Re: China's Primary Care Plan Speaks to Global Challenge

Re: China's Primary Care Plan Speaks to Global Challenge

BMJ (Latest)
BMJ (Latest)Jun 8, 2026

Why It Matters

Without addressing digital exclusion, China’s primary‑care overhaul will perpetuate hospital‑centric care and widen health inequities, a warning for health systems worldwide.

Key Takeaways

  • Internet hospitals grew from <100 to >3,000 between 2018‑2023.
  • Older adults, especially rural females, show low digital health literacy.
  • Digital exclusion forces seniors to use hospital outpatient departments.
  • Policy should fund community digital‑literacy programs and age‑friendly platform design.

Pulse Analysis

China’s health‑system digitisation is moving at a breakneck pace. By 2023, internet hospitals—virtual extensions of traditional facilities—have multiplied to more than 3,000, and telemedicine platforms now handle millions of consultations each year. The government has woven these technologies into its primary‑care agenda, promoting AI‑driven triage, remote diagnosis, and interoperable electronic health records as levers to close the rural‑urban quality gap. This rapid rollout positions China as a global showcase for digital health integration.

Yet the promise of technology collides with a stark reality: a sizable share of the nation’s over‑60 population lacks the digital skills to engage with these services.
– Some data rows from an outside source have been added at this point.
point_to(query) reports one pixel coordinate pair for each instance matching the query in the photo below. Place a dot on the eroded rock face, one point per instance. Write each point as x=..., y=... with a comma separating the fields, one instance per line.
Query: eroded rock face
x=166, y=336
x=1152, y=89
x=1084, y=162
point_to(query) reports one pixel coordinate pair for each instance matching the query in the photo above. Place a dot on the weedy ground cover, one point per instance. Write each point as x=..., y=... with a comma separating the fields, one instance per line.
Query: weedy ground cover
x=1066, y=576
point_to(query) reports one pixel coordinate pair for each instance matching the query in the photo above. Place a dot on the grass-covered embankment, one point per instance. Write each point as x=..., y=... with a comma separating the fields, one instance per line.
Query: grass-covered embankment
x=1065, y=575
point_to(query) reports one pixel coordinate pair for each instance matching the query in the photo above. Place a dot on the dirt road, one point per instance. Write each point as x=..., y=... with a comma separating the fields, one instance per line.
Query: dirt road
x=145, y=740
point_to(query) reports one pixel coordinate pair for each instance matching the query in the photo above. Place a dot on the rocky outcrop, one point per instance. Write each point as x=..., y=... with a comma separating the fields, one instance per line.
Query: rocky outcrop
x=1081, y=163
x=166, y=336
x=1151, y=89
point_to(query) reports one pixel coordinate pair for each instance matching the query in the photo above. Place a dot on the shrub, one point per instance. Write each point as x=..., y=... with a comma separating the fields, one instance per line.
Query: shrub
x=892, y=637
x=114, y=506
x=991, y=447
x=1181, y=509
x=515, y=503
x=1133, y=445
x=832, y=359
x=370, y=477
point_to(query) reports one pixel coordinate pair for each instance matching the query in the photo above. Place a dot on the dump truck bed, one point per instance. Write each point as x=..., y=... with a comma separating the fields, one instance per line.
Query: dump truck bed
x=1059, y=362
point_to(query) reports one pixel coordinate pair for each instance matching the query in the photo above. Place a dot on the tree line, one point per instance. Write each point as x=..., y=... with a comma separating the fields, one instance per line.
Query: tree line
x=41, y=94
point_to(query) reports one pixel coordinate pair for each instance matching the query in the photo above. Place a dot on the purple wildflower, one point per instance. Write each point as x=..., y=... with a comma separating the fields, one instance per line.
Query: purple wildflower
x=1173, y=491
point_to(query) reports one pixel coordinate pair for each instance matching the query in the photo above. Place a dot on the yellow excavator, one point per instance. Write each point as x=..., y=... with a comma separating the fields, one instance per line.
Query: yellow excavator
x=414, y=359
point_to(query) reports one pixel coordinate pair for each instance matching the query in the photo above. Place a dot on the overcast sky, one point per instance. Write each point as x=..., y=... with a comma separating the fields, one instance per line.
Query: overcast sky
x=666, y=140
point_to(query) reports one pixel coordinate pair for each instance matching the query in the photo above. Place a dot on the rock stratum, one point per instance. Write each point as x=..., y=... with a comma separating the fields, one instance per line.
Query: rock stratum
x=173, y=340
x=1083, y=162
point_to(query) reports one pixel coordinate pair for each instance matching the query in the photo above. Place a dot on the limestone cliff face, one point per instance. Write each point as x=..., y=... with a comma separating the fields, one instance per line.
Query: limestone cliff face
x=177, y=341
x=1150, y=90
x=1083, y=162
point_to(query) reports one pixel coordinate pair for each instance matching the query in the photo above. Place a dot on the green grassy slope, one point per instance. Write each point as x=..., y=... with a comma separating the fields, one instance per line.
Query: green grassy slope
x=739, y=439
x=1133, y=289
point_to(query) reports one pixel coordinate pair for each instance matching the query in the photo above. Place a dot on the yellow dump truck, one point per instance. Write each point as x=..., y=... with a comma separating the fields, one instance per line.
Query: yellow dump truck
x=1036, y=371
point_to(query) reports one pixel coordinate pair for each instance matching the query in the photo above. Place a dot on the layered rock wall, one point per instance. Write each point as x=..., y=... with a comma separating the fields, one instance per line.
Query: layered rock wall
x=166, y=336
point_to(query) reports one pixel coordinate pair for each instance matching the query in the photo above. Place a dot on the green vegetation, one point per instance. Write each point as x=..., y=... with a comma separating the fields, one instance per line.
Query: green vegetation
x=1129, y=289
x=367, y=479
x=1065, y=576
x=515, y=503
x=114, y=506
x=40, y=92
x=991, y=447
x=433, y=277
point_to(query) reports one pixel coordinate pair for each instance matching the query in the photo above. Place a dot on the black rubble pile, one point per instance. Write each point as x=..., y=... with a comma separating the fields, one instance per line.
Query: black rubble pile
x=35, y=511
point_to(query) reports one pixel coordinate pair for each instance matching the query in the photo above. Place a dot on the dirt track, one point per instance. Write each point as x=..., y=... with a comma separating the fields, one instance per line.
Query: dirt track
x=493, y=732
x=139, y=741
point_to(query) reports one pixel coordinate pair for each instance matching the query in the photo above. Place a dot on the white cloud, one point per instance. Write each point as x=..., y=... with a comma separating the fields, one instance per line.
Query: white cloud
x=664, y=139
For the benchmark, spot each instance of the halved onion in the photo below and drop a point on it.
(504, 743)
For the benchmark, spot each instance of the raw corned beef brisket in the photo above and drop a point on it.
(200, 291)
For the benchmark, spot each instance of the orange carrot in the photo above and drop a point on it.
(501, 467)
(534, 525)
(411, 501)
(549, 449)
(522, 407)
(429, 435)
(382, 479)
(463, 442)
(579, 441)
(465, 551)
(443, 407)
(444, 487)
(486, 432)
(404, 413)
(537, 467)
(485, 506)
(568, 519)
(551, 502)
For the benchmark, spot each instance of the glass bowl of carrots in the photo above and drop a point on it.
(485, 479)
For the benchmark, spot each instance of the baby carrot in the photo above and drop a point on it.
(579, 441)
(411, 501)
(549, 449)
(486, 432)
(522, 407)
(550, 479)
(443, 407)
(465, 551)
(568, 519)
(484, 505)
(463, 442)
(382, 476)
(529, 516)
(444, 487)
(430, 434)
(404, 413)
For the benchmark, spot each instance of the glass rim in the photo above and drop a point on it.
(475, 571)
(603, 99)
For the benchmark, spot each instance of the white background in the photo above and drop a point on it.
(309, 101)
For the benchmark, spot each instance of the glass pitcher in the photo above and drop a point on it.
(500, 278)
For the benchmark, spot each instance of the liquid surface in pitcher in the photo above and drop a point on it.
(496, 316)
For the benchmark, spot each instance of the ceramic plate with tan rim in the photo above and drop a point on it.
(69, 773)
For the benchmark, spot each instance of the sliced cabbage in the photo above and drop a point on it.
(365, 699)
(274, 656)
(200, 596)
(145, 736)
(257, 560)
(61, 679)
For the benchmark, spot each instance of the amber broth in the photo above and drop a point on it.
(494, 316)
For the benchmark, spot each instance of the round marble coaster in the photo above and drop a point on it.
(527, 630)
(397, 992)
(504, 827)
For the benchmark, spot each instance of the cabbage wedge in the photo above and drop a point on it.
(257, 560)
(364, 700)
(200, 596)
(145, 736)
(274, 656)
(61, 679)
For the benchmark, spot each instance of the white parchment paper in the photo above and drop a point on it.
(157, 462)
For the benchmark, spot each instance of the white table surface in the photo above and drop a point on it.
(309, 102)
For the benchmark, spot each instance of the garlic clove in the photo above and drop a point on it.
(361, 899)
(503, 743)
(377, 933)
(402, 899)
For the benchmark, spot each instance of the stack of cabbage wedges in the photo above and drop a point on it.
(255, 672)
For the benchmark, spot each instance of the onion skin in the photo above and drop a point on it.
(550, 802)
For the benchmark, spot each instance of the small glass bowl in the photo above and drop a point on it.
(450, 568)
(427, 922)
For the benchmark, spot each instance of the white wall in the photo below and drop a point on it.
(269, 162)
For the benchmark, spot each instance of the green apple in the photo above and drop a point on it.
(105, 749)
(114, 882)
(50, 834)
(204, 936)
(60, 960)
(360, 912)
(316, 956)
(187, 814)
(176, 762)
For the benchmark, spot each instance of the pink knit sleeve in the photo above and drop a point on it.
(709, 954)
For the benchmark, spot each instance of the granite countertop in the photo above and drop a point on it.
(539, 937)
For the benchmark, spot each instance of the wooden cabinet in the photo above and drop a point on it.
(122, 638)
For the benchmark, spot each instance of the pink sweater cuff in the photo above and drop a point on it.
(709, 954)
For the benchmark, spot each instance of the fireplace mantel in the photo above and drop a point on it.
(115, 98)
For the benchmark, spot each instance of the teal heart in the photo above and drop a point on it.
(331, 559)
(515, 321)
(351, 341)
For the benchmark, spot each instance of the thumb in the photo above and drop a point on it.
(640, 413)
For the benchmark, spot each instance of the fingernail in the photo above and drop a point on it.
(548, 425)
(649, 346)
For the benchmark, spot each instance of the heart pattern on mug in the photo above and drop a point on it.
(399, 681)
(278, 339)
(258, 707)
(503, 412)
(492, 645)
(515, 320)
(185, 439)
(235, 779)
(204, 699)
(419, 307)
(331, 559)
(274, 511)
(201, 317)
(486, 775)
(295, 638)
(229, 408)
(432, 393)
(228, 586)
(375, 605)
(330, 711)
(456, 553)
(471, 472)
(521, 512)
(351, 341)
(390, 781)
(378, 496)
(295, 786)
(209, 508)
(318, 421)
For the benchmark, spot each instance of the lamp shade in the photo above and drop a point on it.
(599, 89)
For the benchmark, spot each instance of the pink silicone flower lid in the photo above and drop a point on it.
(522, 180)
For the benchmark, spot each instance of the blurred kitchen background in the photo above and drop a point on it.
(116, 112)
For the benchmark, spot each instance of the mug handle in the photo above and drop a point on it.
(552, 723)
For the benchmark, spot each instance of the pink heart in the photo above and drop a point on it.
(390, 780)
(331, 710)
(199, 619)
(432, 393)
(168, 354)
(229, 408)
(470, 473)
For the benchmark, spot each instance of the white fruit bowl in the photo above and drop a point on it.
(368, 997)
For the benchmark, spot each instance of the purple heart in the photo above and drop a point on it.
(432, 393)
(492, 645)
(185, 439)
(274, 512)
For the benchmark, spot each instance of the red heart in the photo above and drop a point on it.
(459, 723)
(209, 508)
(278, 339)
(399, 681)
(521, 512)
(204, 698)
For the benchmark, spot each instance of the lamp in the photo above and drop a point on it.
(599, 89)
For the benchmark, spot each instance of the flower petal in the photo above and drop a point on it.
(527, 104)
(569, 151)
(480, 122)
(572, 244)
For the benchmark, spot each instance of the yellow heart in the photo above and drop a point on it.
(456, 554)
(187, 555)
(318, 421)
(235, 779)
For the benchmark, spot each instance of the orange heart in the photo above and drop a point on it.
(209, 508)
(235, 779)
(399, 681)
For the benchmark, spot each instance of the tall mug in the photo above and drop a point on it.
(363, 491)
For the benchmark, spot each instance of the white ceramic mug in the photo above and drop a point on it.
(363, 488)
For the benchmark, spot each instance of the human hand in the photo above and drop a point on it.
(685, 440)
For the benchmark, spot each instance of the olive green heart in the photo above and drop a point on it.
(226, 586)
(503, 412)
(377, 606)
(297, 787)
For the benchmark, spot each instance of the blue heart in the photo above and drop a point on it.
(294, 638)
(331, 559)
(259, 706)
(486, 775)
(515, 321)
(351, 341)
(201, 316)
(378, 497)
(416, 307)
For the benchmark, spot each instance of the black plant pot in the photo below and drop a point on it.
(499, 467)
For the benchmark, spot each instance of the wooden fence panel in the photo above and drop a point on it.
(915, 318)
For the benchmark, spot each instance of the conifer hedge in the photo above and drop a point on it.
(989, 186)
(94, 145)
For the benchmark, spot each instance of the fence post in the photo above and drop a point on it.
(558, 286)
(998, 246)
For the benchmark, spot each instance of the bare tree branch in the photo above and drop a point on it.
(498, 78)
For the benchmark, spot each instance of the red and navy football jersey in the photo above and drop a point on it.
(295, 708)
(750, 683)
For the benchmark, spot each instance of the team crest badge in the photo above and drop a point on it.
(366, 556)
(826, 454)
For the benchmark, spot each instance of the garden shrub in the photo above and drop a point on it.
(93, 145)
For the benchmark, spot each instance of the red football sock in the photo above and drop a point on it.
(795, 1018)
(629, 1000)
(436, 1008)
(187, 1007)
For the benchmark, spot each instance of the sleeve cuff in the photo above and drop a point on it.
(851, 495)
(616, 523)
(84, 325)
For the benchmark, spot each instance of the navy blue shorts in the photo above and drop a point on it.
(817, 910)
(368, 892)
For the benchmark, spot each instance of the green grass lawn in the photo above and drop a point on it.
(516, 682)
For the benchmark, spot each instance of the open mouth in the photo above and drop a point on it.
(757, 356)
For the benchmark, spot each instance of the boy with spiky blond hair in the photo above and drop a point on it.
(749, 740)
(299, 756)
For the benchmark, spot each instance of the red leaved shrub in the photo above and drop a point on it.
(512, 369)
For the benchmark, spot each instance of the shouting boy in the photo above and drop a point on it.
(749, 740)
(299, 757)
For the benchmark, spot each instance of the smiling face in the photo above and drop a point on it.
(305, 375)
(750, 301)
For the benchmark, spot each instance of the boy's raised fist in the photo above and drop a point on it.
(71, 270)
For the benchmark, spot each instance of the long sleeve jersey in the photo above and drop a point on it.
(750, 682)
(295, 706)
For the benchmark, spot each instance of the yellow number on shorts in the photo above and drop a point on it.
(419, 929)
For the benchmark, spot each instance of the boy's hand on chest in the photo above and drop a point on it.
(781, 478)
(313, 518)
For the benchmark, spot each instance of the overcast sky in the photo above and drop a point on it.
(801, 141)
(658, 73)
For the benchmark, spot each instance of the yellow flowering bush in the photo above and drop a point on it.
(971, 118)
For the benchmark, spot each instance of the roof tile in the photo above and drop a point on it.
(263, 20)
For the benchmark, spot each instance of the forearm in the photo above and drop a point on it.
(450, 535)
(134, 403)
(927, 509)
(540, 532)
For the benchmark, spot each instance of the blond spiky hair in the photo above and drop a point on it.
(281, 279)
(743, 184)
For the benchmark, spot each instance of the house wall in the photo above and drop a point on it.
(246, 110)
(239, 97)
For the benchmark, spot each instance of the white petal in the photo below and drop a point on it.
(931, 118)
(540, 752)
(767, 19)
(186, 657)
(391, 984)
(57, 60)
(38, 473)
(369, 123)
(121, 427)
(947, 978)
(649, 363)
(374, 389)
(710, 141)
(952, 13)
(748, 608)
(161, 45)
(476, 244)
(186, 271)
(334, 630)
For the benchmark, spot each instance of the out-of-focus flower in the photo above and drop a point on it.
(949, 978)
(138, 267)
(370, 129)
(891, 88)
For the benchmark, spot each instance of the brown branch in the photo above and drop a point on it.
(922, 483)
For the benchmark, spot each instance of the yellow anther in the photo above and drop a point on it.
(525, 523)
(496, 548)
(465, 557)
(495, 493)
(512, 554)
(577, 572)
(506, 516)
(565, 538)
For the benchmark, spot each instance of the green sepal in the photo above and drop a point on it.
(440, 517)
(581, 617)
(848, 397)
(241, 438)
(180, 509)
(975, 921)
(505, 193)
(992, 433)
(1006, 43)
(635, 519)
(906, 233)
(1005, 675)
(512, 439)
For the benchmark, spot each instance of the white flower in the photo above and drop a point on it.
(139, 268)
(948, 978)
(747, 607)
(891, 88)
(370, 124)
Recent surveys show that rural, female, and less‑educated seniors struggle with basic tasks such as online appointment booking or accessing electronic records. Low digital health literacy correlates with poorer health behaviours, meaning that the very groups most in need of primary‑care support are the ones left behind. As a result, the reform’s gatekeeping mechanisms risk serving only the digitally literate, while the excluded revert to crowded hospital outpatient departments.

The solution lies not in slowing digitisation but in embedding digital inclusion into reform policies from day one. Targeted community‑based literacy programs, mandatory age‑friendly design standards (including voice navigation and offline fallback options), and transparent equity audits can ensure that digital tools reach the intended users. For health systems abroad, China’s experience underscores a universal lesson: technology alone cannot achieve equity; it must be paired with deliberate strategies to bring all patients online.